Нет, правда, и в двенадцать, и в восемнадцать такие ведь еще младенцы были… Пожалуй, никому в свои московские руководящие годы так вдруг не обрадовалась Светлана Юрьевна, как Леониду Алексеевичу Трошеву, проживающему – да-да, вы зря сомневались! – по такому-то адресу в двух шагах от ее гостиницы.
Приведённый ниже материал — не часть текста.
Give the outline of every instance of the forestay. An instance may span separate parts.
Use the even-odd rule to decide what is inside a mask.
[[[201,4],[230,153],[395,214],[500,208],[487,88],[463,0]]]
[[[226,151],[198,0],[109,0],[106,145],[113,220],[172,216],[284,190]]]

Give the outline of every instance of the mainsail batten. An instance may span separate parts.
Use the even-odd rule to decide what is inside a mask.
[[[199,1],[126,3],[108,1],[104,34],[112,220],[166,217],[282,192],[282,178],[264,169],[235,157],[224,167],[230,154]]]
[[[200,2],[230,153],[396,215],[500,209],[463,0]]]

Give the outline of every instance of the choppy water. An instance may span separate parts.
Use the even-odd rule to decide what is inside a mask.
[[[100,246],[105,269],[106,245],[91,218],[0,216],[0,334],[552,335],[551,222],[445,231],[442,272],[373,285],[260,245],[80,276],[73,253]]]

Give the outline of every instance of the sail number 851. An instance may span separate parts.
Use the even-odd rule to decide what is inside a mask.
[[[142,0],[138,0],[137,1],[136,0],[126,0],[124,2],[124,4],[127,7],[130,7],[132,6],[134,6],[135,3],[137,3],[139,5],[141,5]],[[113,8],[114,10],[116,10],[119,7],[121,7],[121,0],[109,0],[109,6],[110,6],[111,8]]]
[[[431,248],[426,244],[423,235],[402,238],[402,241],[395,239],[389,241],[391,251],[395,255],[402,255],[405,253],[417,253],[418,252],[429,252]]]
Молодой человек из оргкомитета конгресса мимически сдержано изумлялся ее изумлению – наш президент сердечно приветствует русские кадры во всех производственных сферах!
А сферы Леника были, однако, явно непроизводственные, о чем моментально доложил объемистый рембрантовский берет на тех же, казалось, хипповских кудрях! (Точно вдруг ветрами местными знаменитыми толкнуло, развернуло Светлану Юрьевну к окну, хотя вот только договорились по телефону встретиться в холле…) Да, вот он, Леник, неподалеку на тротуаре в берете этом: широкие плечи красиво откинуты, руки в карманах куртки. Покачивается с носка на пятку, скользя взглядом по гостинице, точно примеривается, скалолаз такой, как бы это… Слава Богу, ее поселили на втором этаже! Объятая счастливым, смешливым ужасом, Светлана Владимировна заспешила из номера, на ходу, точно молоденькая, подкрашивая улыбающиеся губы. Тщетно пытаясь охладить, одернуть себя: «Парочка без пяти минут пенсионеров приготовилась подсчитать друг у друга морщинки, набежавшие за двадцать лет!»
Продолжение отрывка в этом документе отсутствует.